Il s’agit de ces développements technologiques, de ces dispositifs et de ces procédures qui permettent de surveiller ou de modifier la fonction cérébrale, soit par l’accès, la recherche, l’évaluation, la manipulation et l’émulation de la structure et du fonctionnement des systèmes neuronaux. Ces systèmes peuvent être invasifs ou non invasifs; ils peuvent simplement enregistrer l’activité cérébrale ou la manipuler; ils peuvent être locaux, c’est-à-dire physiquement implantés en contact direct avec le corps de la personne, ou éloigné, avec un fonctionnement à distance; et selon la façon dont elle collecte les données, ils peuvent être collectés passivement, dans lesquels la personne n’a pas à développer une activité spécifique pour la collecte de données, ou collectés activement, lorsqu’elle doit agir ou penser à quelque chose.
Nouveaux droits : les neuro-droits
Le rapport souligne que ceux qui enregistrent et analysent les neurodonnées ne doivent pas négliger la nature extrêmement intrusive et sensible de leur traitement, car il affecte les aspects les plus intimes de la vie des gens. Il est donc essentiel d’évaluer avec le plus grand soin si l’objectif est poursuivi et d’évaluer si l’impact de son traitement sur les droits fondamentaux est justifié.
C’est dans ce contexte qu’émerge le concept des neuro-droits. Le débat juridique sur la nécessité d’une réglementation n’a cessé d’évoluer depuis plusieurs années. Par exemple, les chercheurs Marcello Ienca et Roberto Andorno ont averti dans un article de 2017 que les droits de l’homme existants pourraient s’avérer inefficaces s’ils ne se développent pas suffisamment pour répondre aux défis juridiques découlant de l’utilisation de la neurotechnologie. Dans le même ordre d’idées que le neurobiologiste Rafel Yuste, ils ont évoqué la nécessité d’approuver un certain nombre de neurodroits, qui détaille le rapport de l’AEPD :
1. Liberté cognitive. La liberté d’une personne de décider si son activité cérébrale et ses processus mentaux peuvent être enregistrés et/ou modulés ou non.
2. Intimité mentale. La liberté et la capacité d’une personne de dissimuler ses informations mentales et d’éviter une intrusion non consensuelle dans son domaine cognitif.
3. Intégrité mentale. Interdiction de la modulation non consentante ou nocive de l’activité cérébrale d’une personne (par exemple, piratage cérébral).
4. Continuité psychologique.

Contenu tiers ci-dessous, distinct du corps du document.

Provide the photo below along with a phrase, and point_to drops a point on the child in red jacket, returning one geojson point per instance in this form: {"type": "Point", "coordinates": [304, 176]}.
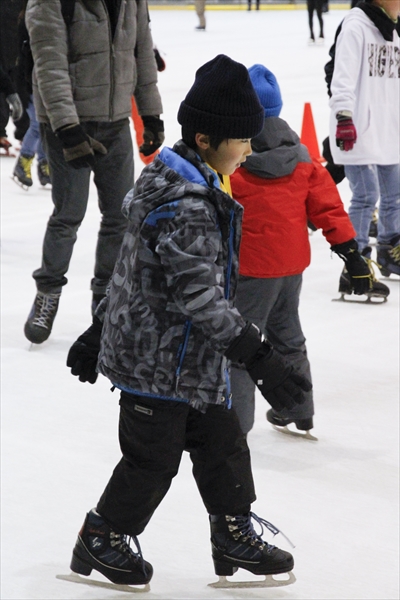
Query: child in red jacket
{"type": "Point", "coordinates": [281, 188]}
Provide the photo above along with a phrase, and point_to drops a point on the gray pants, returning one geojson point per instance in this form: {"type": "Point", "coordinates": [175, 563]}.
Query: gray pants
{"type": "Point", "coordinates": [272, 305]}
{"type": "Point", "coordinates": [113, 177]}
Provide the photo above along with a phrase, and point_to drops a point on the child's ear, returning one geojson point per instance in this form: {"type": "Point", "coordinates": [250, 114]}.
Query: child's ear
{"type": "Point", "coordinates": [202, 141]}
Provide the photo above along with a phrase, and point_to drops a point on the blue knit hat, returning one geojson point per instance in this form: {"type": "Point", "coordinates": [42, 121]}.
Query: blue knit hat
{"type": "Point", "coordinates": [267, 89]}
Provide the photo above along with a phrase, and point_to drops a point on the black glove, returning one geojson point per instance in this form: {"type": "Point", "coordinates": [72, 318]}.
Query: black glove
{"type": "Point", "coordinates": [17, 110]}
{"type": "Point", "coordinates": [356, 266]}
{"type": "Point", "coordinates": [83, 354]}
{"type": "Point", "coordinates": [153, 135]}
{"type": "Point", "coordinates": [276, 379]}
{"type": "Point", "coordinates": [78, 147]}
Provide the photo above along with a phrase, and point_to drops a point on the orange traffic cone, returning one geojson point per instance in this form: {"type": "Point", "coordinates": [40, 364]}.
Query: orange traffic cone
{"type": "Point", "coordinates": [308, 134]}
{"type": "Point", "coordinates": [138, 124]}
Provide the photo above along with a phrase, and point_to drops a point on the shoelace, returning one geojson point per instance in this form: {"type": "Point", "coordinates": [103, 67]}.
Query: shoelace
{"type": "Point", "coordinates": [26, 163]}
{"type": "Point", "coordinates": [47, 304]}
{"type": "Point", "coordinates": [246, 529]}
{"type": "Point", "coordinates": [395, 253]}
{"type": "Point", "coordinates": [122, 542]}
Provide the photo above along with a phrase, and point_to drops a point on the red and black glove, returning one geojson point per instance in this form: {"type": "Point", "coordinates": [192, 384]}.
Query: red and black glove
{"type": "Point", "coordinates": [346, 134]}
{"type": "Point", "coordinates": [78, 147]}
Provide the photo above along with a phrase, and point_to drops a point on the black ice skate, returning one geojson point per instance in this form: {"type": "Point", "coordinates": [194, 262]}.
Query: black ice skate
{"type": "Point", "coordinates": [41, 318]}
{"type": "Point", "coordinates": [22, 171]}
{"type": "Point", "coordinates": [236, 545]}
{"type": "Point", "coordinates": [388, 256]}
{"type": "Point", "coordinates": [377, 290]}
{"type": "Point", "coordinates": [101, 548]}
{"type": "Point", "coordinates": [281, 424]}
{"type": "Point", "coordinates": [43, 172]}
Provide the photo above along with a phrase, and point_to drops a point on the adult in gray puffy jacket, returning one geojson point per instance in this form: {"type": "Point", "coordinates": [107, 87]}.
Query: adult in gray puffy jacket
{"type": "Point", "coordinates": [90, 57]}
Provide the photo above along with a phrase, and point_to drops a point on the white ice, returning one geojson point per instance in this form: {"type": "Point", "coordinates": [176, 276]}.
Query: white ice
{"type": "Point", "coordinates": [337, 499]}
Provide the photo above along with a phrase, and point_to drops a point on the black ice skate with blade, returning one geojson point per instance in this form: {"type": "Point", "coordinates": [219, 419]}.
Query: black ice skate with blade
{"type": "Point", "coordinates": [101, 548]}
{"type": "Point", "coordinates": [281, 424]}
{"type": "Point", "coordinates": [378, 290]}
{"type": "Point", "coordinates": [236, 545]}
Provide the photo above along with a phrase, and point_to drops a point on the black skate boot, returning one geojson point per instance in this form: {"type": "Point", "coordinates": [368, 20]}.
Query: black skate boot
{"type": "Point", "coordinates": [41, 318]}
{"type": "Point", "coordinates": [43, 172]}
{"type": "Point", "coordinates": [281, 424]}
{"type": "Point", "coordinates": [101, 548]}
{"type": "Point", "coordinates": [302, 424]}
{"type": "Point", "coordinates": [235, 545]}
{"type": "Point", "coordinates": [388, 257]}
{"type": "Point", "coordinates": [22, 171]}
{"type": "Point", "coordinates": [377, 289]}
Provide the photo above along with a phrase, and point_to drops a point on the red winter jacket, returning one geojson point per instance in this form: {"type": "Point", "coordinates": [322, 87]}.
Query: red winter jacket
{"type": "Point", "coordinates": [281, 188]}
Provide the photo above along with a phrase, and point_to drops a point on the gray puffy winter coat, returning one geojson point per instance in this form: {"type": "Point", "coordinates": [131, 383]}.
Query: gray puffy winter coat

Le droit de préserver son identité personnelle et la continuité de la vie mentale face aux modifications extérieures qui ne sont pas consenties par des tiers. Par exemple, une personne est guérie d’un trouble cérébral, mais la stimulation à laquelle elle a été soumise à la guérison provoque le changement de son goût.
5. Accès équitable. Le droit à un accès équitable aux avantages de l’amélioration des capacités sensorielles et mentales grâce à la neurotechnologie.
Le débat est ouvert parce qu’il est également à jour qu’il faut un plus grand développement du système juridique actuellement en vigueur et l’adoption de réformes juridiques qui adaptent le droit à ces nouveaux défis juridiques associés à ces technologies de rupture. Ceux qui défendent cette position soulignent également la nécessité d’une protection spéciale en ce qui concerne les données collectées auprès des mineurs. Le débat est utile.